President Nicolás Maduro of Venezuela issued a threat to the United States last Wednesday, saying if the Trump administration doesn’t quit trying to oust him and install the opposition leader, Juan Guaidó, its officials would get “a Vietnam worse than they can imagine.” He’s widely viewed as an illegitimate dictator who drove his once-prosperous country into an economic catastrophe, but he’s got some heft on his side. Russia, which has provided financial and military backing to Venezuela for years, is also none too pleased about the United States’ oil sanctions against Mr. Maduro’s government. Not by coincidence, the Russian state owns part of Venezuela’s energy sector — a cash cow that it doesn’t want to lose.

feb. 3-9

Now that the government has (temporarily) reopened, Mr. Trump will deliver the postponed State of the Union address on Tuesday. He has said he will emphasize “unity,” and he will surely point to the country’s economic growth and low unemployment numbers. (January’s jobs report was better than expected, even with the shutdown.) He may also reiterate his demand for a border wall, which he said last Thursday he would build regardless of whether he gets congressional support before the Feb. 15 deadline for a new spending bill. If he decides to bypass Congress, the government could close again — which no one wants. The Congressional Budget Office has estimated that last month’s shutdown would cost the country’s economy an estimated $3 billion in reduced output in 2019.
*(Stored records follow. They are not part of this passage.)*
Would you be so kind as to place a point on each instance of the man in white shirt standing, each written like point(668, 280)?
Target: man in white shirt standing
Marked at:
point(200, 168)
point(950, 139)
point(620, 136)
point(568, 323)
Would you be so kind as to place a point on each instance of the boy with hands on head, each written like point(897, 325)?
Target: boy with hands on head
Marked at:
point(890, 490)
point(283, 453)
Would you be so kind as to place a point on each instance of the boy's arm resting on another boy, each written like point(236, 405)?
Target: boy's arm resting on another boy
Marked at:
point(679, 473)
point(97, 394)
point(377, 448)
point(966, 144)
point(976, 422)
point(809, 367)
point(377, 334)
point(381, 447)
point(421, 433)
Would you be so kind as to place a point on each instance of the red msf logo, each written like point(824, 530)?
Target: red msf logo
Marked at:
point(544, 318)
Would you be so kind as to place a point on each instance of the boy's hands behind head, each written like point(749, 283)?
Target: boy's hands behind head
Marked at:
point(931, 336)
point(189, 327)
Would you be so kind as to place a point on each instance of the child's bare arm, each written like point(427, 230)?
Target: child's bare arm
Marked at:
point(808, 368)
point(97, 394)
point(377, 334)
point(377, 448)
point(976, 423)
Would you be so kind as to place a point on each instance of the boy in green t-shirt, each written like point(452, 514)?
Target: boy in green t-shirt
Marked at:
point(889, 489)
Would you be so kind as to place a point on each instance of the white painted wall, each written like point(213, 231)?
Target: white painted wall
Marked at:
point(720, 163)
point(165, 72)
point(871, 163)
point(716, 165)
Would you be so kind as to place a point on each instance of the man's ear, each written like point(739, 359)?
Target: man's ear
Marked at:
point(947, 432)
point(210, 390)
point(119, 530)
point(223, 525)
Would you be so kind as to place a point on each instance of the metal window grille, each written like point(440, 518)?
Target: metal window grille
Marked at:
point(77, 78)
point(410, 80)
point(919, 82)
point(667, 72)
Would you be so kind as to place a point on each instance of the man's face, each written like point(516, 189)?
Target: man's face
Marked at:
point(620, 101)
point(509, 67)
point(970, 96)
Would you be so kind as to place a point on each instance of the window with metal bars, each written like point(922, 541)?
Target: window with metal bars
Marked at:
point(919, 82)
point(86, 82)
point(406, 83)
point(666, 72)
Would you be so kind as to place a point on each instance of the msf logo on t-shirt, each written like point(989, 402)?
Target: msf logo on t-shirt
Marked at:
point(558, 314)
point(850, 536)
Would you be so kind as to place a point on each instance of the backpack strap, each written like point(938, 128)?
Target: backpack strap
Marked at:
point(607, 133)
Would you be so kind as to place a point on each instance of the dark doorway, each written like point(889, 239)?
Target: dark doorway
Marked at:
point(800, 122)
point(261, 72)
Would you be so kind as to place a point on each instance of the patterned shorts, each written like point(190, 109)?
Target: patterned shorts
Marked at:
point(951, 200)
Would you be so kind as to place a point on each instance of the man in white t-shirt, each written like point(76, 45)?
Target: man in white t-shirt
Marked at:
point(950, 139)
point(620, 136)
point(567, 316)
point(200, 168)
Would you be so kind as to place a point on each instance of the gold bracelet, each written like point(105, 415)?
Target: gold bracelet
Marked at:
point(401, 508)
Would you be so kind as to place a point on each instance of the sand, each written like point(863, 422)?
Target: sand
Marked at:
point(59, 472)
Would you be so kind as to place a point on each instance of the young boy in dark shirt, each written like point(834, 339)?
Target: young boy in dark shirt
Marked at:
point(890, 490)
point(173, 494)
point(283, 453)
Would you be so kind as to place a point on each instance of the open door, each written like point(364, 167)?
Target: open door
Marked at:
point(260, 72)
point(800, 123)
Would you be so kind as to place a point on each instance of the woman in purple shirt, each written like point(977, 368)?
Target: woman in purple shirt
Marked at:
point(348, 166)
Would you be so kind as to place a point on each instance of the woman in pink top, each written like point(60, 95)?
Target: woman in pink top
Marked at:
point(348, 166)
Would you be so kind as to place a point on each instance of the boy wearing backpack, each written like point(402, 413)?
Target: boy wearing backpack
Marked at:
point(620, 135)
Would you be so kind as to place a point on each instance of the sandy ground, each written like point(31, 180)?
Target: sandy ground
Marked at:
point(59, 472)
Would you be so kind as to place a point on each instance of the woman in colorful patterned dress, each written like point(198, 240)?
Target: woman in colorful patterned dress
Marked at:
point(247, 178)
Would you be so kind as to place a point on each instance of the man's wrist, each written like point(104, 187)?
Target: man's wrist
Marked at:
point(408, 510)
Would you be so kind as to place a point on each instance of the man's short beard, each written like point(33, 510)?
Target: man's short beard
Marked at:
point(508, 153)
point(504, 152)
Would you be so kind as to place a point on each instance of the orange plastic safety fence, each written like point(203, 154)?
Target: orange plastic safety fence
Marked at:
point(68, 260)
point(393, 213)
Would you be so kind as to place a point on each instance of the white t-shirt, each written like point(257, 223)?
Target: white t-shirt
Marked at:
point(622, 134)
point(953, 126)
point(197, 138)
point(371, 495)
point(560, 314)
China and the United States made some progress in trade talks last week, but China still isn’t willing to make all the concessions that United States officials have demanded. So what will it take to settle this trade war before the 90-day truce ends on March 2? Mr. Trump says he wants China to buy more American goods (on top of Beijing’s recent pledge to purchase five million tons of soybeans) and open its markets to American businesses more than it has ever done. He is planning to meet with President Xi Jinping of China sometime in February, ostensibly to sign a deal in person, but details are still forthcoming (as is the deal itself).
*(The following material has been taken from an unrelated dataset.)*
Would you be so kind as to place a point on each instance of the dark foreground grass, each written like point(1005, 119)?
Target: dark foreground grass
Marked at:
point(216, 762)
And around we go again. British lawmakers voted on Tuesday to send the beleaguered Prime Minister Theresa May back to European Union leaders to renegotiate the terms of Britain’s departure from the bloc. The problem is, those European Union leaders are done talking, as they’ve said before and will say again. That gives Mrs. May little time (and even fewer options) to come up with a new plan before the next scheduled vote in Parliament on Feb. 14, followed by the actual Brexit deadline on March 29. As a no-deal scenario appears more likely, more British companies are hoarding products and moving operations elsewhere to protect themselves from a potential economic meltdown.
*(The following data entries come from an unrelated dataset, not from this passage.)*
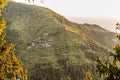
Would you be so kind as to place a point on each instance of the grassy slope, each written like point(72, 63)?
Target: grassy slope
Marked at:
point(40, 34)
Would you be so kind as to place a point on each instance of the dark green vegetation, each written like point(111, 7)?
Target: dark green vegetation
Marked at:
point(110, 67)
point(51, 47)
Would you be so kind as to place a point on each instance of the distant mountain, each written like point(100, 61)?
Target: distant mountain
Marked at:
point(50, 46)
point(107, 23)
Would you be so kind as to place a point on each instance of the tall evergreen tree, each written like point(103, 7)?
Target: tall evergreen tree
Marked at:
point(11, 67)
point(109, 69)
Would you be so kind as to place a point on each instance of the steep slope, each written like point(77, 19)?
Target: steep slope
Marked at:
point(45, 40)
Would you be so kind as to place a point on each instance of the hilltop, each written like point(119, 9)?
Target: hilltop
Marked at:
point(47, 42)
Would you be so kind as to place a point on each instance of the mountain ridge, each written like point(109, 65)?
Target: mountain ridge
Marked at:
point(43, 36)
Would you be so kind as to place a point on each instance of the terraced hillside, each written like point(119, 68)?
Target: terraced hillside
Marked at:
point(50, 46)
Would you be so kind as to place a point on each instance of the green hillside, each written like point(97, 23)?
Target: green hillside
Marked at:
point(50, 46)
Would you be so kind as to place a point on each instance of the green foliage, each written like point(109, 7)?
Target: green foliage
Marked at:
point(110, 68)
point(40, 34)
point(88, 76)
point(11, 67)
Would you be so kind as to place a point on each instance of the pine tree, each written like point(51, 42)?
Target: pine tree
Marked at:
point(10, 66)
point(109, 69)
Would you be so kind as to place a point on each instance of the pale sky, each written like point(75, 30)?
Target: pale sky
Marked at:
point(105, 13)
point(83, 8)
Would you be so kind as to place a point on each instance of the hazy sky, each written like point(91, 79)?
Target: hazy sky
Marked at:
point(83, 8)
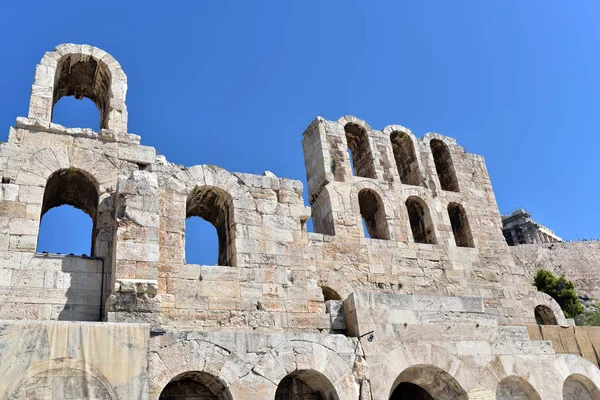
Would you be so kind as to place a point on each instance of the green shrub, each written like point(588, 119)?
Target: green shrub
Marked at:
point(561, 290)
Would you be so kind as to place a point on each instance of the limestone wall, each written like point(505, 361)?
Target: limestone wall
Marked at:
point(73, 360)
point(578, 261)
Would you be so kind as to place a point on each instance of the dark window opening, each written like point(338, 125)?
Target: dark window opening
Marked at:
point(373, 214)
point(201, 242)
point(443, 165)
point(360, 151)
point(330, 294)
point(70, 187)
point(305, 385)
point(406, 159)
point(195, 386)
point(70, 112)
point(215, 206)
point(84, 77)
point(460, 225)
point(545, 316)
point(420, 221)
point(410, 391)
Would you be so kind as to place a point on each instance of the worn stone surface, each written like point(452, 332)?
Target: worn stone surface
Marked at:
point(429, 299)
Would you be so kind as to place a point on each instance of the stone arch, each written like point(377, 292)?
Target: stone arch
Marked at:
point(414, 358)
point(421, 223)
point(358, 144)
point(203, 184)
point(195, 385)
point(373, 214)
point(60, 374)
point(461, 229)
point(80, 71)
point(580, 387)
point(426, 382)
point(548, 309)
point(515, 387)
point(305, 385)
point(333, 365)
point(336, 282)
point(215, 206)
point(199, 359)
point(577, 375)
point(544, 315)
point(74, 187)
point(444, 165)
point(404, 145)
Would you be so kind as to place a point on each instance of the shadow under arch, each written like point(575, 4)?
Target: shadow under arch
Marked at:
point(195, 385)
point(73, 187)
point(580, 387)
point(305, 385)
point(516, 387)
point(61, 378)
point(426, 382)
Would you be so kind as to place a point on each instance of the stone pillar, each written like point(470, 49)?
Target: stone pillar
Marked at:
point(135, 251)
The record-low temperatures that gripped the country last week could cost the economy up to $5 billion in business closings, property damage, flight cancellations, power cuts and even beer deliveries. The entire nation of Tonga had to go without internet access for 11 days after an essential underwater cable was severed. And more companies are covering infertility treatments and egg-freezing costs as part of their employee health care benefits: 44 percent of big employers (those with at least 20,000 workers) offered some sort of in vitro fertilization benefit in 2018, compared with only 37 percent in 2017.